September 5th, 1993 marked a sleepover for my brother’s 16th birthday. A Sunday night that went into Monday morning (Labor Day), I actually had the chance to watch They Might Be Giants–my favorite band–host 120 Minutes, a show that I usually taped and watched the next day.
Halfway through the show, they introduced a video that started with a wall-of-guitars one-note riff. Shown on screen was a mariachi band, completely incapable of this garage-metal crunch, but eventually the real band was revealed. In matching plain white greaser t-shirts (and also matching Hawaiian shirts), they played in a tiny room illuminated by a disco ball. Images of the band goofing off (all repeating the lyrics), some house party, that mariachi band again, snapshots of southern California’s hispanic culture… it was a blur. At the end, I didn’t have any idea what I’d seen, but I loved it. It was Rocket From the Crypt’s first MTV exposure: the video for Sturdy Wrists.

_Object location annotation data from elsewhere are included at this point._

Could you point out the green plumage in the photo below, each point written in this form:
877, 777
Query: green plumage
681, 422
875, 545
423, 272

I have no clue what the song means. It’s got something to do with wrists, elevators, and being in tune. I haven’t even looked up what the words of the chorus are, because as it is in my head, it’s perfect. After the verse riff has punished you enough, this horn kicks in – a gorgeous saxophone, in a punk song. It’s a total left turn, progression-wise, from what’s come before. But again, it’s so simple: only the wall of guitars is playing more than one note. They’re not trying to impress you with diversity or overwhelming cleverness: this is about boiling something down to essence, and hitting you over the head with it. God, that riff! The second verse is the first verse again, but now stated in past tense, and now nothing’s in tune.

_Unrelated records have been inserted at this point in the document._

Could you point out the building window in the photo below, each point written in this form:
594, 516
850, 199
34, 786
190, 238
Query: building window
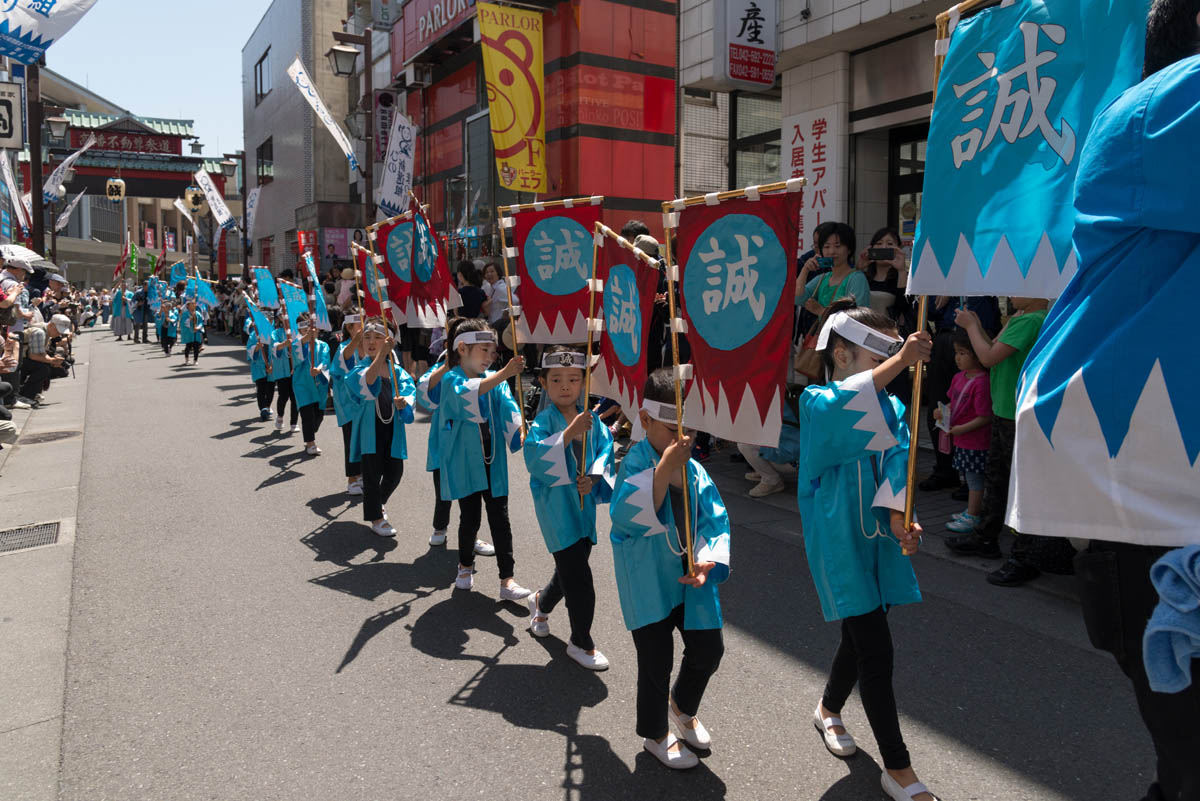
264, 162
263, 77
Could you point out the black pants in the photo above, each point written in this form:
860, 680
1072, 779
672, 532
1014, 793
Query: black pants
265, 391
352, 468
469, 516
1117, 601
441, 506
36, 374
285, 389
310, 420
573, 580
381, 473
702, 651
864, 656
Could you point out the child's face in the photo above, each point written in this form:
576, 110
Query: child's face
478, 357
563, 385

The riff is the intro is the bridge, and once the second chorus is over, the same crushing riff is the closing statement. It’s perfectly symmetrical. The whole thing might be over in two minutes. It’s as punk as power-pop ever got, as far as I know. There’s no quiet/loud, no irony, no jokes… it was as if Helmet formed in the 60′s, or Black Sabbath played their funkiest stuff in double time at a beach party.

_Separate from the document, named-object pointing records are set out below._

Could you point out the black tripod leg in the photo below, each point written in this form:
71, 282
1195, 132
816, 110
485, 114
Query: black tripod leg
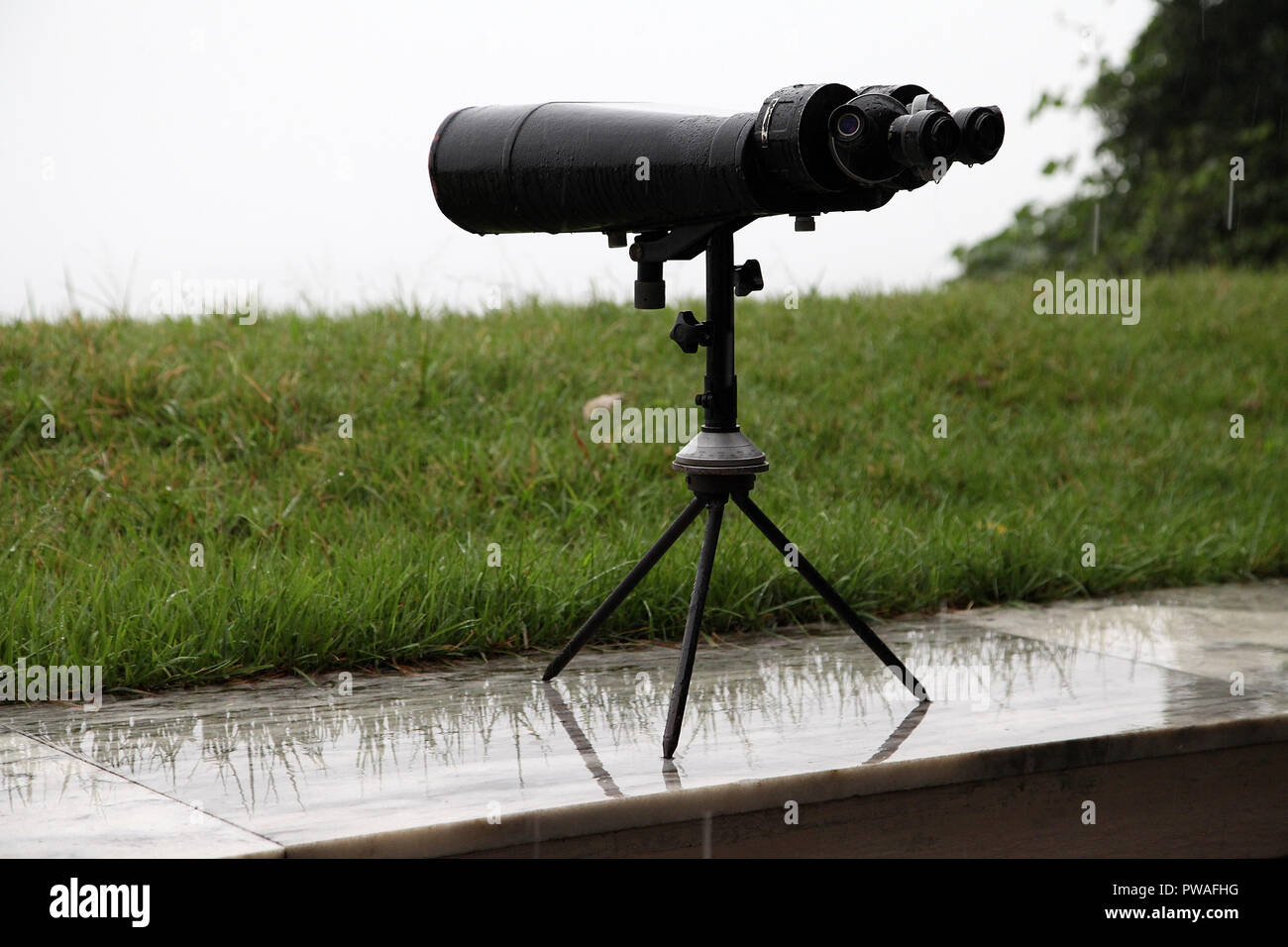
651, 558
690, 648
831, 595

Which is not to say that RFTC never got better. Their follow-up, Scream Dracula Scream!, is a perfect introduction to their wise-ass punk-plus-horns-plus-keys philosophy, certainly more friendly, and at times, more intense. Hot Charity might be the best thing they ever did, but it was only available on vinyl for about five years, which made it an even more intimate, special and secret experience. RFTC off-shoots (Hot Snakes, Drive Like Jehu, the Sultans) are in no way inferior to their more popular sibling: all excellent variations (more or less serious) on the same themes.
They played their final show on Halloween 2005, and the DVD of that experience comes out next month.